Mais les recommandations pour les politiques budgétaires 2024 que le Conseil européen est invité à adopter fin juin donnent un avant-goût.  Et il est amer.

Dans la tradition surannée du pacte de stabilité, le plat principal de ces recommandations est une contrainte sur les dépenses publiques nettes.

Conformes aux règles encore en vigueur mais aussi à la réforme en discussion, les recommandations reviennent à demander une réduction du déficit dans 14 pays. Ces 14 pays qui sont caractérisés par un déficit budgétaire supérieur à 3% du PIB représentent près de 70% du PIB européen. L’ajustement du déficit demandé serait en général de 0,5% du PIB, voire de 0, 7 % du PIB pour quatre pays (France, Italie, Espagne, Belgique).

Pour 8 autres pays, l’effort demandé est en général de 0,3% de PIB. Une raison de cette recommandation est que leur « déficit structurel », une variable non observable et dont le calcul dépend de nombreuses hypothèses, s’éloignerait trop d’un niveau proche de l’équilibre. Ou une autre est qu’ils doivent réduire un ratio de dette publique supérieur à 60 % du PIB. Selon les anciennes règles, un niveau proche de l’équilibre est en effet censé garantir que le déficit observé soit contenu sous 3% de PIB de façon continue. Cette exigence ne disparaitrait pas avec les nouvelles règles. Tout juste, mais cela reste à accorder, le rythme de l’ajustement pourrait être ralenti. Seuls cinq pays sur 27 échappent cette année à une recommandation chiffrée de réduction du déficit : leur déficit « structurel » est calculé comme étant proche de zéro.   

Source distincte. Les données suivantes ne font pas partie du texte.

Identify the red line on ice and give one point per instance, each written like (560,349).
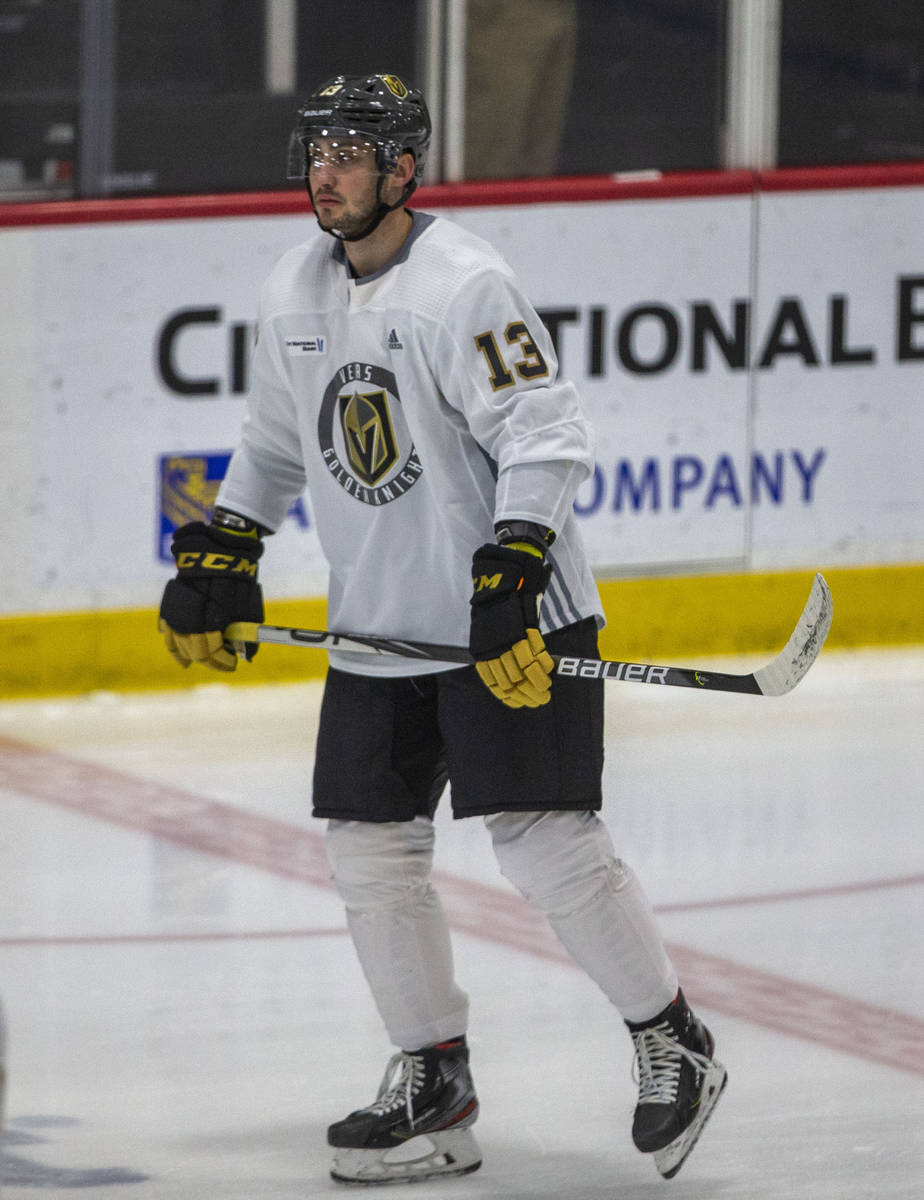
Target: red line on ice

Les effets cumulatifs et de débordement d’un pays à l’autre qui s’ajoutent à ceux du resserrement actuel de la politique monétaire ont-ils seulement été évalués ? Comment imagine-t-on pouvoir financer les dépenses nécessaires à l’accélération de la transition sans remettre en cause la cohésion sociale et en imposant une telle réduction des dépenses budgétaires nettes des hausses d’impôt ?   

En accompagnement du plat principal, les chefs d’État et de gouvernement s’apprêtent à recommander pour tous les pays une réduction de la dépendance aux énergies fossile. Bien. Mais l’accompagnement est « light ». En effet, la recommandation n’est pas chiffrée. Elle n’a donc aucun caractère opérationnel.

Rappelons donc quelques vérités. Respecter les objectifs climatiques nécessite une inflexion substantielle des politiques et une multiplication par environ 3 du rythme de réduction des émissions de gaz à effet de serre. Ceci nécessitera selon les hypothèses sur l’évolution des activités économiques et de l’efficacité énergétique une baisse de 15 à 35 points de la dépendance aux énergies fossiles. Entre 1990 et 2021, la part des énergies fossile dans les énergies disponibles n’a diminué que de 12 points en moyenne de l’Union européenne (de 82% à 70%). Et la baisse des émissions de gaz à effet de serre a été réalisée pour bonne partie par la substitution du charbon par le gaz.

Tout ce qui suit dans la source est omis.